30 thoughts on “No 2 Past the Post: Minoru Jacket

  1. you’ve done a great job, it looks really good! and thanks for sharing your detailed thoughts on construction and your future modifications. It will be very helpul as I’m about to start the muslin!

    1. Thank you! And your welcome – I’ve benefited a lot from people sharing their thoughts on a pattern they’ve made so I’m glad to be able to help a little…

  2. Looks awesome 🙂 I’m ashamed to admit mine is still a work in progress, but I’m looking forward to showing it off in the not too distant future (hopefully!!)

  3. It looks brilliant! I love the contrast of the lining and the fact that it’s so cosy and warm inside. Well done!!! Agree on finishing the collar seam – that was an unexpected annoyance that I certainly would have taken the time to finish had I realised in advance!

  4. You are quite a success – just look at you go! This jacket looks marvelous, and it’s only right that you should receive compliments from strangers when wearing this. I can’t believe you already have plans to make a summer version.

    1. My plans may be misguided as they were made on a beautiful, perfect spring day! It’s grey, dull and chilly again today, so another one isn’t quite imminent! My Renfrew fabric is pre-washing at the moment and I hope to trace and do the flat pattern adjustments this evening… I think that will be next and then maybe another skirt…

  5. Great job! You will get so much wear out of this. I have to remember your tip for lining the sleeves so long sleeves slide through.
    Very nicely done.

    1. Thanks!
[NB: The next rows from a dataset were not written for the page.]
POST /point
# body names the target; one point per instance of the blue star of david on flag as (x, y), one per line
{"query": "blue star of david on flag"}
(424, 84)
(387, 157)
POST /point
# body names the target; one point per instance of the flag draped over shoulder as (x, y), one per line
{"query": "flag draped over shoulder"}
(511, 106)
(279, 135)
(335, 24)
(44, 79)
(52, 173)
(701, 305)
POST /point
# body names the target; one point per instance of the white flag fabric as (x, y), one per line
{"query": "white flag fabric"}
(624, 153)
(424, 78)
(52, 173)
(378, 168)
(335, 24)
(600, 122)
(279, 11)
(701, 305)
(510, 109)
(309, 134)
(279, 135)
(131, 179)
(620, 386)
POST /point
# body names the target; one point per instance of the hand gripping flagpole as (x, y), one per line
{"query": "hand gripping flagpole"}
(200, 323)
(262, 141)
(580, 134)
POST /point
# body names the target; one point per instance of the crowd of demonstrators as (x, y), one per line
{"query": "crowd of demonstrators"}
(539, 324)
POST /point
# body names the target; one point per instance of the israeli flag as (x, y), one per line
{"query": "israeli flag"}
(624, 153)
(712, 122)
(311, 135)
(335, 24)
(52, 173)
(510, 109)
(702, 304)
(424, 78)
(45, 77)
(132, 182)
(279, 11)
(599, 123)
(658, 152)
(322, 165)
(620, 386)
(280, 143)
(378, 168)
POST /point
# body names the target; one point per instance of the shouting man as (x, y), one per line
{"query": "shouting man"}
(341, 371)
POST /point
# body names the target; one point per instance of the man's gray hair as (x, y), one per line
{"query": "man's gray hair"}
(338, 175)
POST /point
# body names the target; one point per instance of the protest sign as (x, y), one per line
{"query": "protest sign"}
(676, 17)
The slippery lining for the sleeves really does help as whilst the flannel is sooo cosy it kinda sticks rather than glides, if you see what I mean?!

  6. Your jacket looks great, love the colors!! Confession: I am horrible about hemming items. I need to hem mine. I’ve not even worn it yet. ARGH.

    1. You must hem it! I don’t mind hemming, probably because I’m so close to the finish line! If some hand stitching is involved I quite enjoy it as I can sit on the sofa with Husband whilst I sew and he watches TV!

  7. Well done! It looks so good on you. I’m so impressed that you that extra step and treated it. Did you seal the stitching as well? I have been thinking about making the Minoru but I’d like it to be waterproof too.

    I guess I am stuck wondering, is it a pricey project by going the waterproof route?

    1. I didn’t waterproof the seams as I don’t think it’ll be 100% waterproof, but should withstand a shower! Expense wise, a waterproof version could be done quite reasonably, depending on what sort of fabric you choose… Goretex is more expensive than other waterproof fabrics, but it doesn’t rustle and is more substantial so I’d probably go that route! As ever, it can end up being as expensive, or not, as you choose!

  8. Wow, nice job! I love that you used flannel for the lining, it’s pretty and looks SOOO cosy… I’d probably be tempted to wear it to bed LOL.

    Making a jacket still seems like climbing Mt Everest to me, especially since I’m still learning the most basic things…. like zipper installation, and how to tame sleeve facings LOL… but I’m looking forward to conquering that mountain sometime this year!! 😀

    1. It really is quite straight forward! Especially as you don’t have to set in the sleeves, plus Tasia’s posts will help you out a lot…
      The flannel is gorgeous, your comment about wearing it to bed has reminded me that I have some star printed turquoise and teal flannel for a cinnamon…

  9. I *love* this coat!! You’ve made some really great fabric choices here, and I’m so very much going to borrow your idea to wax the fabric and use reflective zippers. I had no idea that reflective zippers even existed! I’m going to get in touch with you on PM to ask about your reflective zipper source – I looked on the JL website and then searched the rest of the internet for a half hour before realising that I probably won’t be able to find them easily.

  10. This is a good read, thank you. I have just downloaded the pdf and will begin as soon as my fabric arrives. Being the hard-headed woman that I am I won’t be doing a muslin. If this is anything like the Robson (as far as Tasia’s pattern drafting) the Minoru will be a breeze.

    Again, thank you for sharing your thoughts on the Minoru.